二十代、二十代、六十代、五十代の男女が横並びに競艇を見ている。私以外の三人は、まァ競艇に詳しい。競艇が手の内にはいっている。競艇が好きだ。
私の頭ごしに脂っこい競艇俗語がとびかう。むろん聞き馴染んだものもあるけれども、正確に把握していないことばもたまに出、私は前後のことばから隙間の意味を探ろうとする。

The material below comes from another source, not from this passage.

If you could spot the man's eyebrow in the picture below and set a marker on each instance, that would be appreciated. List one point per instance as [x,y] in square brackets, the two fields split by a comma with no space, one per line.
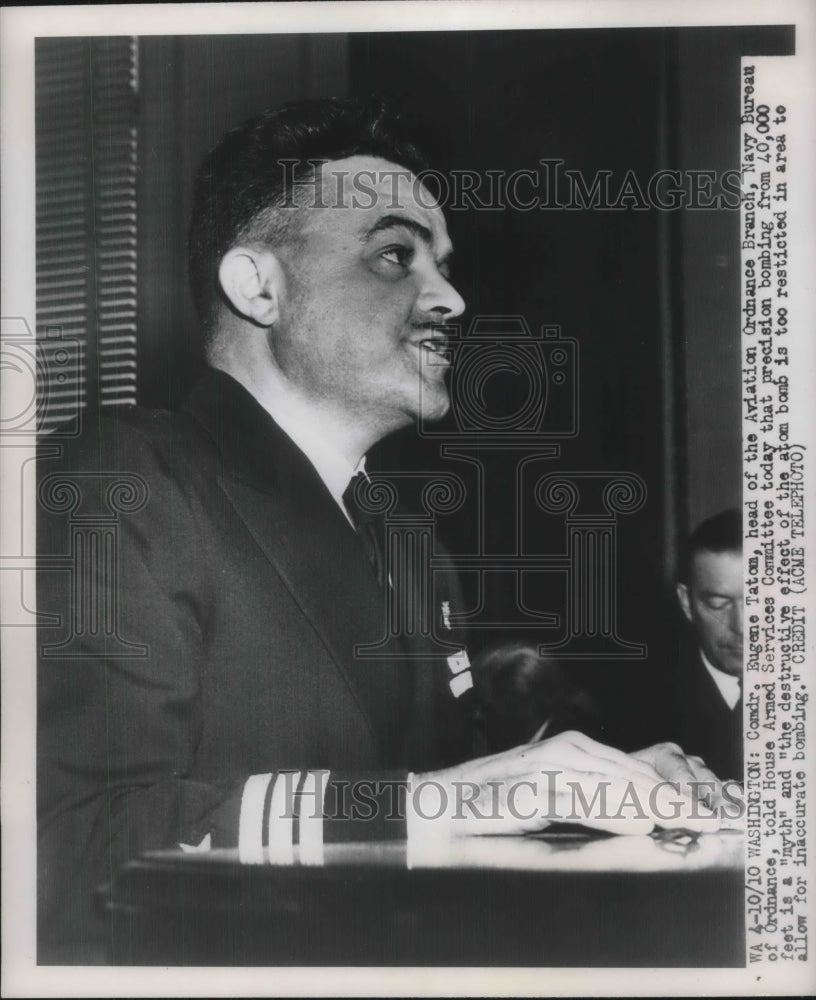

むかし、競輪場の予想屋氏の講釈を聞きながら、一生懸命わからない箇所をうめるべく頭を働かせていた状況に似ていなくもなく、顔には出さねど愉しい気分がおこる。
O君「あっ、五番遅れた」Hさん「あーあ、でも入れてくれない?」Tさん「何某さんはやさしいから。ほら。大丈夫」――私の漠とした記憶では臨場感に乏しい採録になってしまうので注釈しておくが、要は、推しの選手のピット離れが悪く、侵入コースがひとつ外になりかけたけど、あきらめずに主張したら、「何某さん」はそこまで強引ではなく、ひとが良かった、という会話が小気味よく交わされているわけだ。
スロットの達人が両隣にいる。はさまれた俺は目押しもできない。そんな状況が不思議と心地よい昨日(五月末日)戸田競艇場の半日であった。最後の二鞍はO君の「指定席」だという第一ターンマークの間近で観戦、帰り際には普段まず足を止めることもない、勝利者インタビューまで見てしまった。
今日(六月一日)から前橋が始まるけど、目覚めの気分は、遠くの前橋GⅢ(周年記念)より近くの戸田GⅠ(周年記念)かしら。
附記。私が十代二十代の頃、中央線の車窓から目だつ質屋の看板が見え、その宣伝文句は「遠くの親類より近くのオークラ」だった。